After 22 years, a new era dawns at Arsenal Football Club. Unai Emery becomes the club’s second-ever continental manager, following on, of course, in the footsteps of his predecessor, Arsene Wenger.
Can Unai Emery Earn Arsenal a Champions League Spot?
‘Wenger ball’ is now a thing of the past and ‘Emery ball’ is the new thing in town. The 46-year old Spaniard’s most valuable asset is the European promise and pedigree he brings to Arsenal.
Undoubtedly, his biggest managerial success so far has been winning three back-to-back Europa league titles with Sevilla from 2013 to 2016. However, he arrives at a club in minor turmoil, having missed out on Champions League qualification for the second year in a row. Upon his arrival, fans begged the question: will Unai Emery address the problem areas that Arsene Wenger had been refusing to address for years now?
Arsenal’s Achilles’ heel for years now, the goalkeeping spot, was addressed immediately by Emery, bringing in respected German goalkeeper Bernd Leno. Leno should give Petr Cech some much-needed competition as he looks to nail down the number one jersey for himself. The 26-year-old also brings incredible consistency, having missed just four league games in his first six full seasons in German football – no other Bundesliga goalkeeper has managed more appearances.
In addition to addressing the goalkeeping issue, Unai Emery added a leader and a proven winner to his squad with the signing of Stephan Lichtsteiner from Juventus. The Swiss international just played a leading role in his country’s respectable run to the Round of 16 at this year’s World Cup and, having spent the last eight years winning 14 trophies in Turin, and brings a wealth of experience and defensive quality to Arsenal’s ranks. At 33, he may be a short-term solution but he may also be the cultured leader that some of Arsenal’s toothless performances of the past have been crying out for.
Suring up that defence has definitely been the new manager’s focus as he’s also added much-need feistiness to Arsenal’s defence and midfield with the captures of Sokratis Papastathopoulos from Borussia Dortmund and Lucas Torreira from Sampdoria.
Sokratis brings tons of top-level European experience to Arsenal’s defence, having played more than 225 matches in the Bundesliga and Serie A combined.
Torreira, on the other hand, is fresh off some eye-catching performances at the World Cup with Uruguay in their run to the quarter-finals. He has the potential to be the no-nonsense, tough-tackling, ball-winning midfielder that Arsenal have been asking for ever since Gilberto Silva. The Uruguayan made a name for himself at Pescara early in his career, the same club where a certain Marco Verratti also rose to prominence. At the World Cup, the 22-year old only started his first game in the final group game against hosts Russia before starting and doing a commendable job in the victory over Cristiano Ronaldo and the Portuguese in the round of sixteen.

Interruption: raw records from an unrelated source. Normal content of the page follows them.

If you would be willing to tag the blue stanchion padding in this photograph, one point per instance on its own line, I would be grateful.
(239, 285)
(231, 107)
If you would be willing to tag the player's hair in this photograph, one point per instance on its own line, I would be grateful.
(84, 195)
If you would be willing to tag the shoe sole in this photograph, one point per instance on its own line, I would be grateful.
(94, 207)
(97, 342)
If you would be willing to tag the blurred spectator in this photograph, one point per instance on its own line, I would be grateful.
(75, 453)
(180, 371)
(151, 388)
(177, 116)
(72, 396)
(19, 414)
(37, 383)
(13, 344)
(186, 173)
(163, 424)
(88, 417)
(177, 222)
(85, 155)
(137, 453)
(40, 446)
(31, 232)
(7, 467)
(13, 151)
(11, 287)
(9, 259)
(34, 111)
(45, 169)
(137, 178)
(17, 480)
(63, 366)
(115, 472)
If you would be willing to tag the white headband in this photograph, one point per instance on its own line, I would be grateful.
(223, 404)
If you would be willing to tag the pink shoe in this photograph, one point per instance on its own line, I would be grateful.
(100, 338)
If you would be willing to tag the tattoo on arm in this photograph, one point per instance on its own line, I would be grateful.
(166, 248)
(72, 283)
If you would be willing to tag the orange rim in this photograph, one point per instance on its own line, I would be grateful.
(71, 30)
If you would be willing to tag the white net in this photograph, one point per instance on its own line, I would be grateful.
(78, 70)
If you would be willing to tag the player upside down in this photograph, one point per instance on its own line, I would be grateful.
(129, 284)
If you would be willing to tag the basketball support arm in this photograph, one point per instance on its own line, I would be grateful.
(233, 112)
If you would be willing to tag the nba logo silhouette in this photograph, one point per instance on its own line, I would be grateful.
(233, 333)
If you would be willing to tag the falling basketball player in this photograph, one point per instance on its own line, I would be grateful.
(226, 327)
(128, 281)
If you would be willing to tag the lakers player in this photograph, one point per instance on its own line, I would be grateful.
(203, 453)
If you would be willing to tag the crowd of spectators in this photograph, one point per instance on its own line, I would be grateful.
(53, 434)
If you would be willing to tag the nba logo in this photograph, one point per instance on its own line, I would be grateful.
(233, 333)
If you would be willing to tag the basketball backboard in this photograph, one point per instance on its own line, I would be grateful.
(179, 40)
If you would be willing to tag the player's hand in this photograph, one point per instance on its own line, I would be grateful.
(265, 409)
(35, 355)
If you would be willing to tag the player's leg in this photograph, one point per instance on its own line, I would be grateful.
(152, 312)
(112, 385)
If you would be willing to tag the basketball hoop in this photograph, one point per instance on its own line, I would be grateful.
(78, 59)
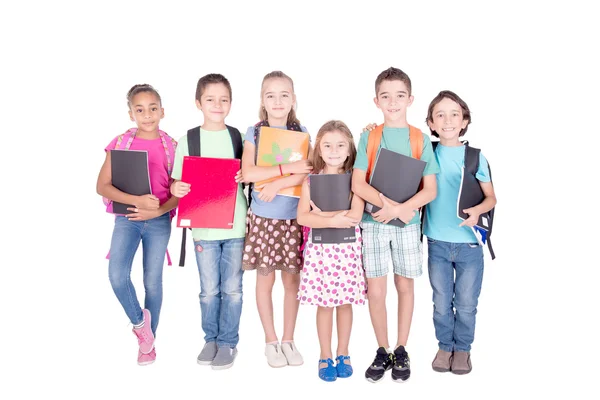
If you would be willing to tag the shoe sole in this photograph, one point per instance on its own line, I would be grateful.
(460, 372)
(218, 367)
(276, 366)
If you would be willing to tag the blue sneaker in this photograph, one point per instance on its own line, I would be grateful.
(344, 370)
(328, 373)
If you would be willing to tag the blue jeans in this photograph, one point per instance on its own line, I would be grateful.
(455, 299)
(220, 270)
(154, 235)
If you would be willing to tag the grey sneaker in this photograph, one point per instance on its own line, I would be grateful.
(461, 362)
(442, 361)
(224, 358)
(208, 353)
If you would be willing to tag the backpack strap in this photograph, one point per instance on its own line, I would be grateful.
(472, 166)
(290, 126)
(236, 141)
(373, 142)
(193, 138)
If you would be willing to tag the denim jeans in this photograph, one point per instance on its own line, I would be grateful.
(154, 235)
(455, 298)
(220, 270)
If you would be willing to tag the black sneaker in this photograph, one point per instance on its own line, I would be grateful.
(401, 370)
(383, 361)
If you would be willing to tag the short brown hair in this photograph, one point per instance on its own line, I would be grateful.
(393, 74)
(210, 79)
(332, 126)
(447, 94)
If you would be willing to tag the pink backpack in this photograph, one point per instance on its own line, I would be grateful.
(124, 143)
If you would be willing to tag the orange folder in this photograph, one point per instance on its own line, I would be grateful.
(280, 146)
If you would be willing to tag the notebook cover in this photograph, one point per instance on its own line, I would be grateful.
(280, 146)
(129, 174)
(396, 176)
(211, 200)
(332, 193)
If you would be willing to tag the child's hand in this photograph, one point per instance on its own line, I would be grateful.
(297, 167)
(147, 202)
(473, 217)
(141, 214)
(340, 220)
(370, 127)
(268, 191)
(391, 210)
(180, 189)
(314, 207)
(239, 177)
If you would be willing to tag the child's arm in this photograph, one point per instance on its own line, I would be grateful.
(312, 219)
(486, 205)
(105, 188)
(253, 173)
(143, 215)
(357, 207)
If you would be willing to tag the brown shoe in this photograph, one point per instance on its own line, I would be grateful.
(461, 362)
(442, 361)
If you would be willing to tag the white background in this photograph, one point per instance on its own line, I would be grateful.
(526, 69)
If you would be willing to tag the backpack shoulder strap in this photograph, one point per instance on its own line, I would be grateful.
(373, 142)
(471, 159)
(236, 141)
(124, 141)
(416, 141)
(193, 138)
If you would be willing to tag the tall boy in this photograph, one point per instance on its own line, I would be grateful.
(382, 242)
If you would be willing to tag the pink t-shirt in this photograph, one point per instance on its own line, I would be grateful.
(157, 164)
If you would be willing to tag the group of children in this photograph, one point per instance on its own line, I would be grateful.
(273, 232)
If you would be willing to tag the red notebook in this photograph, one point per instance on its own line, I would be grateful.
(211, 200)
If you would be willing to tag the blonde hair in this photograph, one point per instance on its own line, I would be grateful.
(262, 112)
(332, 126)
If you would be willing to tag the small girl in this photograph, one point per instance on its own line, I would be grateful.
(332, 277)
(149, 220)
(273, 237)
(454, 256)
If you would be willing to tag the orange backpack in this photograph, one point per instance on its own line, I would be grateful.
(416, 146)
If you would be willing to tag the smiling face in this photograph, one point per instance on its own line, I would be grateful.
(278, 98)
(447, 120)
(215, 103)
(145, 109)
(393, 98)
(334, 148)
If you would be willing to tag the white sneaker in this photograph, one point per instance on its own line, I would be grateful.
(292, 354)
(275, 357)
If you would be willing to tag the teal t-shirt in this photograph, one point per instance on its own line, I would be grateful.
(215, 144)
(398, 140)
(442, 222)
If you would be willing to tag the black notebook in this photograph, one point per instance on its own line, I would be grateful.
(332, 193)
(470, 195)
(396, 176)
(130, 175)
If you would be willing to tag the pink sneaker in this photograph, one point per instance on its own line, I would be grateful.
(145, 359)
(144, 334)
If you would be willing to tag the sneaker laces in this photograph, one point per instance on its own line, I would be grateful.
(380, 359)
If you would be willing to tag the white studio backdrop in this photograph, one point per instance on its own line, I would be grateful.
(526, 70)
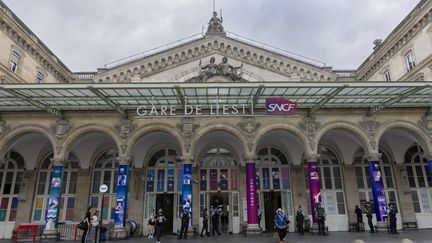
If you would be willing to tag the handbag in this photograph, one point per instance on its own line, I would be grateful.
(83, 225)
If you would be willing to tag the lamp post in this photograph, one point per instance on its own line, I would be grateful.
(103, 189)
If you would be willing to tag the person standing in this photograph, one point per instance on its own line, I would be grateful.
(321, 217)
(359, 214)
(184, 223)
(152, 223)
(215, 223)
(369, 215)
(300, 220)
(281, 224)
(160, 222)
(205, 223)
(392, 211)
(86, 220)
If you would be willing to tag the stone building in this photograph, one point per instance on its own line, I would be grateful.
(202, 103)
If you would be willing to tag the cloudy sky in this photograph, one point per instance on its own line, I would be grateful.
(86, 34)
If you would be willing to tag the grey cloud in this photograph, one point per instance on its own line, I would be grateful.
(88, 34)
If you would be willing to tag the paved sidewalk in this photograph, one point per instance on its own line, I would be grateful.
(422, 236)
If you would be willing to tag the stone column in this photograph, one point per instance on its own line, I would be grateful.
(378, 193)
(252, 199)
(119, 232)
(25, 204)
(136, 196)
(54, 203)
(404, 193)
(82, 195)
(314, 184)
(298, 188)
(351, 191)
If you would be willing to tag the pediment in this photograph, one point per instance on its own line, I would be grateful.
(182, 64)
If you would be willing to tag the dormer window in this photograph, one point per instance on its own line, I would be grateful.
(409, 58)
(387, 76)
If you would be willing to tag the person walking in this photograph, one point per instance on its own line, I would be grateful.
(392, 211)
(205, 223)
(321, 217)
(300, 220)
(86, 220)
(359, 213)
(185, 217)
(160, 222)
(215, 223)
(152, 223)
(369, 215)
(281, 224)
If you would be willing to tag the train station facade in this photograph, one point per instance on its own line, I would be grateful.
(216, 121)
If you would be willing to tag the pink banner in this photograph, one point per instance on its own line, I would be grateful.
(314, 187)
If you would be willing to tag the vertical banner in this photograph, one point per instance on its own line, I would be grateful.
(53, 207)
(224, 179)
(251, 194)
(285, 178)
(314, 187)
(378, 191)
(171, 180)
(187, 190)
(161, 181)
(121, 196)
(203, 180)
(276, 179)
(150, 181)
(266, 178)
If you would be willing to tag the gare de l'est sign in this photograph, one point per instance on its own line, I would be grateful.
(274, 106)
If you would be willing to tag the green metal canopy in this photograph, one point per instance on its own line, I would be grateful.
(121, 97)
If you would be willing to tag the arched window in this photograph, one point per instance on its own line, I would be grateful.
(363, 178)
(70, 177)
(419, 179)
(105, 172)
(11, 174)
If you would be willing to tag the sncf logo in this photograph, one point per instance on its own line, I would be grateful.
(280, 106)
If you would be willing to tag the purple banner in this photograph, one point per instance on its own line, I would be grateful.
(314, 187)
(203, 180)
(171, 180)
(150, 181)
(378, 191)
(252, 197)
(280, 106)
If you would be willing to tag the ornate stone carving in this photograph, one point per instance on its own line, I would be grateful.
(249, 125)
(215, 25)
(370, 125)
(125, 128)
(426, 123)
(310, 126)
(187, 127)
(4, 128)
(218, 72)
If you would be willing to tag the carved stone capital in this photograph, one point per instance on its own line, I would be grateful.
(249, 125)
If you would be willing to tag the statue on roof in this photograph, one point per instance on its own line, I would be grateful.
(215, 25)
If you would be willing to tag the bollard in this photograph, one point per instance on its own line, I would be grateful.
(406, 241)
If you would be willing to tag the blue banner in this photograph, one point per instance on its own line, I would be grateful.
(187, 190)
(121, 197)
(378, 190)
(54, 202)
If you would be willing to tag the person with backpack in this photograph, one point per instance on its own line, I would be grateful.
(160, 223)
(321, 217)
(152, 224)
(185, 217)
(205, 223)
(369, 215)
(281, 223)
(300, 221)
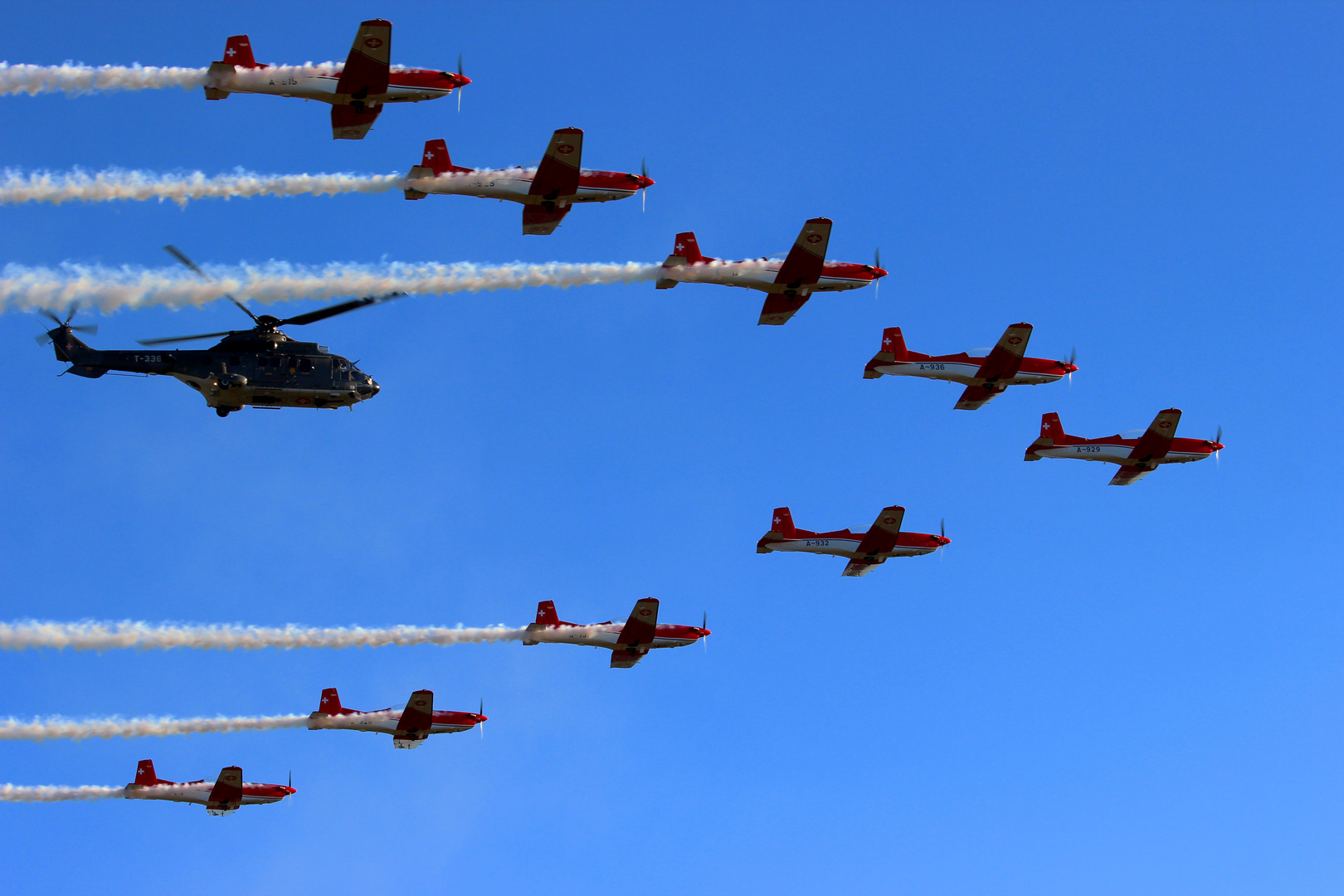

Admittedly, Torreira is still only 5’6″. One thing he will not bring is a lot of height and strength but what he lacks in physique, he makes up for with his brain and natural fitness (see: N’Golo Kante). Without a doubt, Uruguay international Lucas Torreira is the most exciting summer signing Arsenal made.
Unai Emery’s Methods
One thing that Arsenal fans will be hoping to avoid with the departure of a long-term manager is the loss of identity (see: Manchester United). It’s not uncommon for a new manager to come in and revamp a team’s entire style of play. However, one-look at Unai Emery’s track record and previous clubs tells Arsenal fans that they need not worry. Emery is a student of the same school Arsene Wenger has taught at for decades.
The Spaniard has promised a possession-based style of football with intense without-the-ball pressing. When asked about what will be important, Emery said: “Possession of the ball and pressing when you don’t have the ball.”
When we don’t have possession with the ball I want a squad, very very intensive, for the pressing.”
No one can say that Unai Emery hasn’t worked his way to the top. He worked miracles with Lorca and Almeria in the Spanish second division, getting promoted with the latter 2007. He spent two years at Almeria, finishing eighth in their first season in La Liga. This included an unforgettable 2-0 win over Real Madrid in February 2008.
Unai Emery has never been a picture of calm. He always appears to be buzzing on the touchline, a stark contrast to the often stone-faced Arsene Wenger. The Spaniard is like a fan on the pitch and, admittedly, this can have its cons as well. Emery famously went a year without winning an away game with Sevilla, drawing nine times and losing ten.
The Spaniard’s success, or lack thereof, will hinge on his ability to influence his players and channel his enthusiasm positively onto the pitch. Being a hub of constant activity and emotion is not always a good thing. He worked successfully with a genius like Ramón Rodríguez Verdejo, better known as Monchi, at Sevilla and now must attempt to do the same with Sven Mislintat. Emery may be more of a conservative than an enigma but he offers continuity and stability in the sense that Arsenal, as a club, need right now if they hope to return to Champions League football.